At the New York Summit a few days ago we launched two new Amazon SageMaker features: a new batch inference feature called Batch Transform that allows customers to make predictions in non-real time scenarios across petabytes of data and Pipe Input Mode support for TensorFlow containers. SageMaker remains one of my favorite services and we’ve covered it extensively on this blog and the machine learning blog. In fact, the rapid pace of innovation from the SageMaker team is a bit hard to keep up with. Since our last post on SageMaker’s Automatic Model Tuning with Hyper Parameter Optimization, the team launched 4 new built-in algorithms and tons of new features. Let’s take a look at the new Batch Transform feature.

Batch Transform

The Batch Transform feature is a high-performance and high-throughput method for transforming data and generating inferences. It’s ideal for scenarios where you’re dealing with large batches of data, don’t need sub-second latency, or need to both preprocess and transform the training data. The best part? You don’t have to write a single additional line of code to make use of this feature. You can take all of your existing models and start batch transform jobs based on them. This feature is available at no additional charge and you pay only for the underlying resources.

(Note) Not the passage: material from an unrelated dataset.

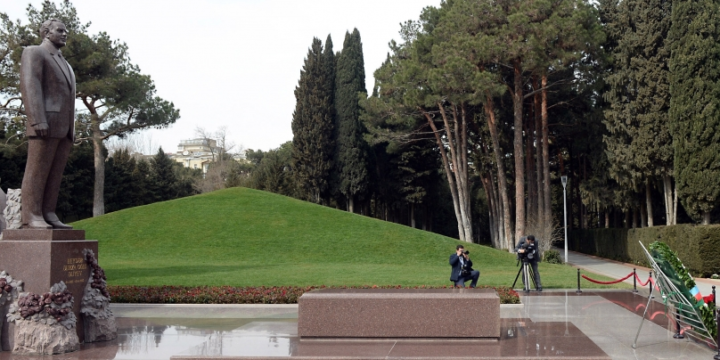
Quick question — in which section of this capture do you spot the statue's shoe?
[48,220,72,230]
[25,220,52,229]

Let’s take a look at how we would do this for the built-in Object Detection algorithm. I followed the example notebook to train my object detection model. Now I’ll go to the SageMaker console and open the Batch Transform sub-console.

From there I can start a new batch transform job.

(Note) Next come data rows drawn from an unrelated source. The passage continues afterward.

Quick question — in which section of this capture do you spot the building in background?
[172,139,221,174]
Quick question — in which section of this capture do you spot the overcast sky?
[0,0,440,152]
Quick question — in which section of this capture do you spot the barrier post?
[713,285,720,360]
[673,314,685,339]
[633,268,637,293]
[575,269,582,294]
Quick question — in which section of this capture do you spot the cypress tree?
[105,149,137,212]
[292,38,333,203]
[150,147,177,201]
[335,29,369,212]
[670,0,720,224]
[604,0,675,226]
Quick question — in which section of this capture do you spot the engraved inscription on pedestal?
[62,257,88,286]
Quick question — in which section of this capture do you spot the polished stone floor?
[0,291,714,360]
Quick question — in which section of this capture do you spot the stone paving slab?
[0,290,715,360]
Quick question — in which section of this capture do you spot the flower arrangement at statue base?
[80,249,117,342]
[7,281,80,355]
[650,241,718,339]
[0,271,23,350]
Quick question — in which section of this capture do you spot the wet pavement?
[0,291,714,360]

Here I can name my transform job, select which of my models I want to use, and the number and type of instances to use. Additionally, I can configure the specifics around how many records to send to my inference concurrently and the size of the payload. If I don’t manually specify these then SageMaker will select some sensible defaults.

Next I need to specify my input location. I can either use a manifest file or just load all the files in an S3 location. Since I’m dealing with images here I’ve manually specified my input content-type.

Finally, I’ll configure my output location and start the job!

Once the job is running, I can open the job detail page and follow the links to the metrics and the logs in Amazon CloudWatch.

I can see the job is running and if I look at my results in S3 I can see the predicted labels for each image.

The transform generated one output JSON file per input file containing the detected objects.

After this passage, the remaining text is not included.